NPC Ukrenergo reports that electricity exports amounted to 467.6 million kWh in September 2020, which is 2.7 times more than in August of the same year. At the same time, this figure is 40% less for the volume of exports in March 2020, before the start of quarantine restrictions.
Hungary has the largest share of total exports – 57.5%. In September, exports to this country amounted to 268.9 million kWh, which is 16.3 times more than in August. At the same time, the share in total exports to Poland decreased from 66% to 23.1%, the total volume amounted to 107.8 million kWh (-5% compared to August). In addition, electricity exports to Slovakia increased by 18 times (up to 12.2 million kWh), Romania – 7.4 times (up to 42.8 million kWh) and by 3% to Belarus (35.9 million kWh).
The total export of electricity for 9 months of 2020 exceeded import by 1.8 times and amounted to 3.45 billion kWh. Compared to the same period in 2019, total electricity exports still remain 23.5% lower than last year (for 9 months of 2019 - 4.51 billion kWh).
Electricity imports for 9 months amounted to 1.87 billion kWh and are growing only due to an increase in imports to the trading zone of the Burshtyn TPP Islands. The import of electricity to the trade zone of the IPS of Ukraine from Belarus has not been carried out since May and from Russia since April 2020.
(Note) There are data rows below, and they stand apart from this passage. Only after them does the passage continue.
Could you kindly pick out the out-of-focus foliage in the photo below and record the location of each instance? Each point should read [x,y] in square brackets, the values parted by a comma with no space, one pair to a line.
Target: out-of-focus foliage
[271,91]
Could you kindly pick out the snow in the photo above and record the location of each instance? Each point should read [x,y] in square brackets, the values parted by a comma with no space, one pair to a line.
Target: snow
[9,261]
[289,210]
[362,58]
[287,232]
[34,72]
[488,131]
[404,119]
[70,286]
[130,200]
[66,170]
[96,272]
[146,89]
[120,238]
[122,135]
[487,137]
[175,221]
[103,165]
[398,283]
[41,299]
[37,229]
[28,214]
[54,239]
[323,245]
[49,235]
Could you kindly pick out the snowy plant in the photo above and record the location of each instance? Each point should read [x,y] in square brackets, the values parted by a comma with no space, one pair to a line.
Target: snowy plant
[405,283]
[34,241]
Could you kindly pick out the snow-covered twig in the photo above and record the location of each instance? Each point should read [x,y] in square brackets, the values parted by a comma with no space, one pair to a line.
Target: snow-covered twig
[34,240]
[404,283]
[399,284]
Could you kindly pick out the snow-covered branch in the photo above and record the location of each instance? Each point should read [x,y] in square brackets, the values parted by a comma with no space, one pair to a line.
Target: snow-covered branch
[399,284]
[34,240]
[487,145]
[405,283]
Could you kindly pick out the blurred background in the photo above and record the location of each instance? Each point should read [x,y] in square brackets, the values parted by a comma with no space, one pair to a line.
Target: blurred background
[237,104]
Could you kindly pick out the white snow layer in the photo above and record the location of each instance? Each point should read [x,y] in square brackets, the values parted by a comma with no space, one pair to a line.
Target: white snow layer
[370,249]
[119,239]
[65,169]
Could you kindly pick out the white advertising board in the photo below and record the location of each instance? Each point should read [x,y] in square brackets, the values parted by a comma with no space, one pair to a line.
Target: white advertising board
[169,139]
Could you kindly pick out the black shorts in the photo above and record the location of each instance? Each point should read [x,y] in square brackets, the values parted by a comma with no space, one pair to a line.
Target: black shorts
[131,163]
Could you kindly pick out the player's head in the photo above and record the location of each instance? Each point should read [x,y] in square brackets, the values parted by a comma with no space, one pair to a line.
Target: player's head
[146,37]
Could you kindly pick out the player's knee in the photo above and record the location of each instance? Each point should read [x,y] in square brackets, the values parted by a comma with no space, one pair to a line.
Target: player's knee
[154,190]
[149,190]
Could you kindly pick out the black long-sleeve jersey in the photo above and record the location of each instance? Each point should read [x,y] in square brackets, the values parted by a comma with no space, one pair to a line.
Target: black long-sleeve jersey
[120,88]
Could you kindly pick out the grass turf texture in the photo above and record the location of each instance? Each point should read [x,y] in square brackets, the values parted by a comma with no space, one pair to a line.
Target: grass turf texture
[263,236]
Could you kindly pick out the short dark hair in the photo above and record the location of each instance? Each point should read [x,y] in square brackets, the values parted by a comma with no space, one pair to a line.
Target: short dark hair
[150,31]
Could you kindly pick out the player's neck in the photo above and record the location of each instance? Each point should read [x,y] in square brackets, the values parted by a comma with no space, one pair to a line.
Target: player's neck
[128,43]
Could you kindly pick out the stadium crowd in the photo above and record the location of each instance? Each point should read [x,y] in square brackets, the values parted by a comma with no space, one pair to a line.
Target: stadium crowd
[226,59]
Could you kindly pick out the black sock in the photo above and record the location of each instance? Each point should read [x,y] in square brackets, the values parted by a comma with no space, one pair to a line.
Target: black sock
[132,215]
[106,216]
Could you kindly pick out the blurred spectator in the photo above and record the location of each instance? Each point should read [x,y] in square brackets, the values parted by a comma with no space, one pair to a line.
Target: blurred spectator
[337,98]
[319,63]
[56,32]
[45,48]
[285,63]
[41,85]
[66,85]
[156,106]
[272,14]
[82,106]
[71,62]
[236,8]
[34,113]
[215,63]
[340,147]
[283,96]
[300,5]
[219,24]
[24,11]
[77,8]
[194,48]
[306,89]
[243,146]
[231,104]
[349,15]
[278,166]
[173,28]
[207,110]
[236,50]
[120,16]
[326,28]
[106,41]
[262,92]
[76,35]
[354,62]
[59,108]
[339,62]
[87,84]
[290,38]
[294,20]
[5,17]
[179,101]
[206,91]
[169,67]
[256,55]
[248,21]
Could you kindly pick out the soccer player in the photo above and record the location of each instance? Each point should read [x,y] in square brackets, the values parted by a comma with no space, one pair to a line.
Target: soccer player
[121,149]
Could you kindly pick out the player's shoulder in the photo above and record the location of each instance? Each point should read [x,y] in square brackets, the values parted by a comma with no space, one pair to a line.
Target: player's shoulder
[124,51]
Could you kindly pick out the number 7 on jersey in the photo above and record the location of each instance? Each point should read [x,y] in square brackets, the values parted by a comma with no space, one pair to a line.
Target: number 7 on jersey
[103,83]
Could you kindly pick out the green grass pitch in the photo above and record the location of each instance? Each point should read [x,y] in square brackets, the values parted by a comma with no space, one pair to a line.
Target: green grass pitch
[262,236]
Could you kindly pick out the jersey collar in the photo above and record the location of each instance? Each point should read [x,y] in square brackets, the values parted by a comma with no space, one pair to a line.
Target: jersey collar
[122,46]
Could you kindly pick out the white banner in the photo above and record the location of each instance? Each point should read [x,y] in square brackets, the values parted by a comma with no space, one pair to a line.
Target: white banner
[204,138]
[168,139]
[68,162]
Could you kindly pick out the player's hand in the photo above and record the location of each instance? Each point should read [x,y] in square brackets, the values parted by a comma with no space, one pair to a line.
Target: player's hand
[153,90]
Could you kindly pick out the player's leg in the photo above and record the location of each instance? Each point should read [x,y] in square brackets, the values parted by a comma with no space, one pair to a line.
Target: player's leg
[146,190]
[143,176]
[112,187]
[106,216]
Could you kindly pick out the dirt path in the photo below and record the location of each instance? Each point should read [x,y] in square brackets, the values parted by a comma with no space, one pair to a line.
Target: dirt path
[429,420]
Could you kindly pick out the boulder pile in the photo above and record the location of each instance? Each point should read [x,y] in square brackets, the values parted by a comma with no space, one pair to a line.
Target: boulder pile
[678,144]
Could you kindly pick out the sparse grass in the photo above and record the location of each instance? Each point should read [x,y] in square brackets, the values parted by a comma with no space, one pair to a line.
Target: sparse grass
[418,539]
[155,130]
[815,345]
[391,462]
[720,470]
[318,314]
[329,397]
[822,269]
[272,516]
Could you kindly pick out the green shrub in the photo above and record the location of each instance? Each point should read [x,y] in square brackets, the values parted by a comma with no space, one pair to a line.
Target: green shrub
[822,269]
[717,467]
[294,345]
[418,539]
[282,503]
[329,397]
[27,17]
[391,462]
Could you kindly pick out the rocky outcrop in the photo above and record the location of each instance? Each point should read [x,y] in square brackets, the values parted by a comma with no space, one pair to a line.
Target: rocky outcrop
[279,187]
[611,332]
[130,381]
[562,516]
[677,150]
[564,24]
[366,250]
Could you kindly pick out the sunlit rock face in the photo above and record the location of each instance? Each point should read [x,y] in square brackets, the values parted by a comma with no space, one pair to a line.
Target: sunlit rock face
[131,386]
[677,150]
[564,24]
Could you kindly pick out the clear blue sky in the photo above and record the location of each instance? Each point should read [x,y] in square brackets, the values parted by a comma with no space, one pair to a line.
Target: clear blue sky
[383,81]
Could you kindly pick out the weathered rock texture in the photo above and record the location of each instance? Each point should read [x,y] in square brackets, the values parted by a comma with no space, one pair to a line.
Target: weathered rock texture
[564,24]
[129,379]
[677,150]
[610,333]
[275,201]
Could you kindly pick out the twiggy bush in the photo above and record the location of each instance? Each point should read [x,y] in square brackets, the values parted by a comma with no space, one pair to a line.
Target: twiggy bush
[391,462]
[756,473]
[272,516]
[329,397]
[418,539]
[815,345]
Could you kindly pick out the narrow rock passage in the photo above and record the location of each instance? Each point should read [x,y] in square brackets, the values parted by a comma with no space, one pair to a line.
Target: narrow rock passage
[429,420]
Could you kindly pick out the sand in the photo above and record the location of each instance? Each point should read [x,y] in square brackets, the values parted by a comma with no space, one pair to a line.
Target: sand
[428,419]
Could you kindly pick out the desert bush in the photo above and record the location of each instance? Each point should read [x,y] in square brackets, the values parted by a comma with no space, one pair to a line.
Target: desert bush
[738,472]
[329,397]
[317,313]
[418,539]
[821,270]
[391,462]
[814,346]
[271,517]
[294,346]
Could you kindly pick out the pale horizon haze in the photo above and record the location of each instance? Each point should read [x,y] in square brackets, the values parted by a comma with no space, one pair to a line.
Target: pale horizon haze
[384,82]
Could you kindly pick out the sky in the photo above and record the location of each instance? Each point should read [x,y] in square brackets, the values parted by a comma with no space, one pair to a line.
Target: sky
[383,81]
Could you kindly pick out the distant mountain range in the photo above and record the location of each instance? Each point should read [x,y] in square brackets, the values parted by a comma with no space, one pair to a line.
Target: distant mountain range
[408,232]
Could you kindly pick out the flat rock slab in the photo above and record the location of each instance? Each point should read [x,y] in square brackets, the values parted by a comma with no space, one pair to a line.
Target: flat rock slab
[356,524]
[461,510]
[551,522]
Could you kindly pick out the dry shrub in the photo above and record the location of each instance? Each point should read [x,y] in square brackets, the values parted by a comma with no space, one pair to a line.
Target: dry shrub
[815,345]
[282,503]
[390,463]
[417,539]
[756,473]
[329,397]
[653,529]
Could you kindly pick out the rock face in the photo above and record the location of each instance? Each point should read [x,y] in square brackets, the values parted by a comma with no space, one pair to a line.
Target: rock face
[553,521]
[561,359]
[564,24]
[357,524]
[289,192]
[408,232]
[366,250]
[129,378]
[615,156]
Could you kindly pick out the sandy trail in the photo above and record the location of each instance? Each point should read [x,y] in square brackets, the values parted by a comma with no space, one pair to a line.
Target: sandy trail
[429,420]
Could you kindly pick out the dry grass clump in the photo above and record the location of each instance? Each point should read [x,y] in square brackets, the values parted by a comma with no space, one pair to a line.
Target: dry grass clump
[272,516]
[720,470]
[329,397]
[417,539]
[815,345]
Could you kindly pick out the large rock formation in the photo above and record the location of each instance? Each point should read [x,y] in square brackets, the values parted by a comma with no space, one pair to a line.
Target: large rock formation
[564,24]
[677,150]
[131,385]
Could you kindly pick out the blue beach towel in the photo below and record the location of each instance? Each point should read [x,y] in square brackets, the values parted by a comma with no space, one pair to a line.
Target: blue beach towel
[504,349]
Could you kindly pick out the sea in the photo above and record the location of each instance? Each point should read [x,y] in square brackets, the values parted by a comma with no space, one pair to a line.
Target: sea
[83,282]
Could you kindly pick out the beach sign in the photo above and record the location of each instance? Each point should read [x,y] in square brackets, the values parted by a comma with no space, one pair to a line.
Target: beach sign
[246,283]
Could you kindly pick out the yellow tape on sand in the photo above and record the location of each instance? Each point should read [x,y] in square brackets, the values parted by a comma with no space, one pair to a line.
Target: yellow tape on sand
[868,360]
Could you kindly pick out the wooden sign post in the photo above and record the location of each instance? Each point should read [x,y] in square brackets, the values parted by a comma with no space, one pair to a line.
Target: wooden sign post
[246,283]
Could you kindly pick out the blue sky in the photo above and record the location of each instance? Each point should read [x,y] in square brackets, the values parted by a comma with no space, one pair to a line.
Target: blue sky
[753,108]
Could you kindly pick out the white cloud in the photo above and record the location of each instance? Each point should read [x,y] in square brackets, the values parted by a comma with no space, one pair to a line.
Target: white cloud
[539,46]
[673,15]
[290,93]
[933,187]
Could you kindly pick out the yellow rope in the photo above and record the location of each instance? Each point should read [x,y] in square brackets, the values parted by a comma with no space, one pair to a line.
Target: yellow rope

In particular, the import of electricity in September compared to August increased by 39.2% and amounted to 53.7 million kWh, and was carried out exclusively in the trading zone of the Burshtyn TPP Island. Over the past month, the volume of imports grew only from Slovakia - 2.5 times (up to 43.6 million kWh). From other directions, on the contrary, it decreased: from Hungary – by 2 times (up to 9.2 million kWh) and from Romania – by 2.5 times (up to 0.9 million kWh).
It should be noted that since July there has been a significant trend towards a further increase in the monthly volume of exports and imports of electricity and a gradual recovery to quarantine volumes. This can be explained by the activation of external electricity markets, a gradual increase in consumption and the adaptation of countries' economies to work under quarantine conditions.